A Short Review of Cone’s, “The Cross and the Lynching Tree”

Cone’s fundamental mistake is characterizing doctrines as either "White" or "Black" and then rejecting doctrines that he deemed "White."

In reimagining the Bible as a narrative about political oppression and subjugation, Cone misses the real liberation and unity that only the true biblical narrative can provide. Physical bondage is terrible and degrading, but spiritual bondage is far worse. Jesus indeed came as a liberator, but he came primarily to set us free from sin, death, and condemnation. And when Jesus liberates us from our slavery to sin, he welcomes us into the community of the church, where we find true unity across lines of race, class, and gender.

 

The Cross and the Lynching Tree was the last book published by Dr. James Cone, the father of Black Liberation Theology, before his death in 2018. His work is a meditation on the historical, symbolic, and spiritual connections between the cross on which Jesus died and the ‘lynching tree’ on which thousands of blacks were murdered.
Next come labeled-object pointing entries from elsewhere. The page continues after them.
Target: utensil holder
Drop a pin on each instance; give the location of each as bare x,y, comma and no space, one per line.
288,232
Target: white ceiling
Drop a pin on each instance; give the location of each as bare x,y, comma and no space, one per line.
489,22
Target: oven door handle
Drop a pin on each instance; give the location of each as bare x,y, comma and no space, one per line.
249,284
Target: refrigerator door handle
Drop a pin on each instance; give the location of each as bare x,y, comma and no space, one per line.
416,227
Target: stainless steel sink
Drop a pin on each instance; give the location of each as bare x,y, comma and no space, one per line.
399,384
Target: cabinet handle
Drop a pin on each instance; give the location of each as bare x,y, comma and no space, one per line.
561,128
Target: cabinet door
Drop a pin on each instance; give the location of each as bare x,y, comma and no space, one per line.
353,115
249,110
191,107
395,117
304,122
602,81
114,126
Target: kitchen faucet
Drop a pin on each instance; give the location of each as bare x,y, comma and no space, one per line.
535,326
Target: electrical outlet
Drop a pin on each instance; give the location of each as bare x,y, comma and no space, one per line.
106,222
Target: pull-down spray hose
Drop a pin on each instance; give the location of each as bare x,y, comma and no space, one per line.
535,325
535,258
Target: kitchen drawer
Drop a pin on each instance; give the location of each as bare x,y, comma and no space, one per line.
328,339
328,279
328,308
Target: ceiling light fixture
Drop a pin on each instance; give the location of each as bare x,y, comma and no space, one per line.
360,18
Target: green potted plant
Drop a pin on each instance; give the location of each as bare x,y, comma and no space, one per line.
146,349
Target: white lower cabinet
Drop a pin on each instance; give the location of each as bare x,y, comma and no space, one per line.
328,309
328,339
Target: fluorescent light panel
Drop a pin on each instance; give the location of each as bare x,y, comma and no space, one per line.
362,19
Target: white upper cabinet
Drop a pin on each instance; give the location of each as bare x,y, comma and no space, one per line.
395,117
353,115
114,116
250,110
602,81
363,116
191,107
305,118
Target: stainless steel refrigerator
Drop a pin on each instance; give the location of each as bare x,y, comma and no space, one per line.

Given the insistence of most evangelicals that Cone’s theology was highly unorthodox, the book’s first several chapters took me by surprise, as Cone said little that I disagreed with. He devoted a chapter to the history and horrifying reality of lynching in the South, another chapter to the theology of Richard Niebuhr, and a third to the ministry of Dr. Martin Luther King, Jr. Very little of this discussion mentioned Cone’s own beliefs, which only surfaced towards the end of the book.

The demonic character of lynching and the depth of white supremacy demonstrated in Cone’s accounts of lynchings may be difficult for modern readers to accept, but are important for that very reason (see also Kendi’s Stamped from the Beginning): “Often as many as ten to twenty thousand men, women, and children attend [the lynching]. It was a family affair, a ritual celebration of white supremacy, where women and children were often given the first opportunity to torture black victims – burning black flesh and cutting off genitals, fingers, toes, and ears as souvenirs” (p. 9).

Even Blacks who were not physically attacked were understandably terrified for their lives. Martin Luther King Jr.’s father “Daddy King” told his son about witnessing the lynching of a Black man by a group of white men for “taking their jobs”: “It was payday and they tried to take his money. ‘This money fo’ my chil’ren now,’ the black man screamed, fighting back. ‘I cain’ let you have that.’ They proceeded to kick and beat him severely… They lifted him up and tied the end of the belt to this tree and let him go… his feet about five or six inches off the ground” (p. 76-77). This story reminded me of Pastor Eric Mason words in Woke Church: “This is how it works. One generation’s pain and fears are passed on to the next…It doesn’t mean that we must repeat the sins of racism and bigotry of the past, but it does mean that they impact us in some way” (Woke Church, p. 77). White Christians should be especially sensitive to the fears that have shaped and continue to shape the experiences of Blacks in this country.

Cone’s reflection on the role of the cross in the theology of the Black Church was particularly helpful. Slavery and lynching were more than forms of oppression; they were also instruments of racial terror and subordination that produced intense psychological suffering. Cone highlighted how Black Christians turned to Jesus for hope in their misery, “for he is a friend who knows about the trouble of the little ones, and he is the reason for their ‘Hallelujah’” (p. 21). Moreover, Black spirituality centered on the cross because it demonstrates the degree to which God identifies and suffers alongside of his people: “The spirituals, gospel songs, and hymns focused on how Jesus achieved salvation for the least through his solidarity with them even unto death…The cross was the foundation on which their faith was built” (p. 21).